Marci Frazier and Kelly Goudschaal were in a same-sex relationship and decided to have children together through insemination. Kelly was the birth mother for their two children, who they then raised for many years as co-parents. They gave the children hyphenated last names, and the two mothers signed a written agreement saying that they both intended to be parents and share custody of the children. Unfortunately, the relationship between Kelly and Marci broke down in 2008. They co-parented the children for a period of time after separation, but then Kelly cut off contact between Marci and the children.
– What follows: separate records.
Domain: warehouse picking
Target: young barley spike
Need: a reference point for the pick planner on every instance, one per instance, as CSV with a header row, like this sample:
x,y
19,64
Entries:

After Marci went to court to try to see the children again, a Kansas trial court granted joint custody to the two women. Kelly appealed this order and argued that Marci was not a parent and had no right to seek custody. The Kansas Supreme Court upheld the lower court’s ruling and explained that both women should be legally recognized as parents under Kansas law. The court also explained that an agreement to co-parent children and share custody is enforceable and the court can decide custody based on the best interests of the child.
NCLR, the ACLU of Kansas & Western Missouri, and the ACLU Foundation submitted an amicus brief in support of recognizing both mothers. Amicus briefs in support of the non-biological mother were also filed by the National Association of Social Workers, represented by Stephanie Goodenow, and Washburn University School of Law Children and Family Law Center.
Marci Frazier was represented by Kansas Attorneys Dennis J. Stanchik and Valerie L. Moore.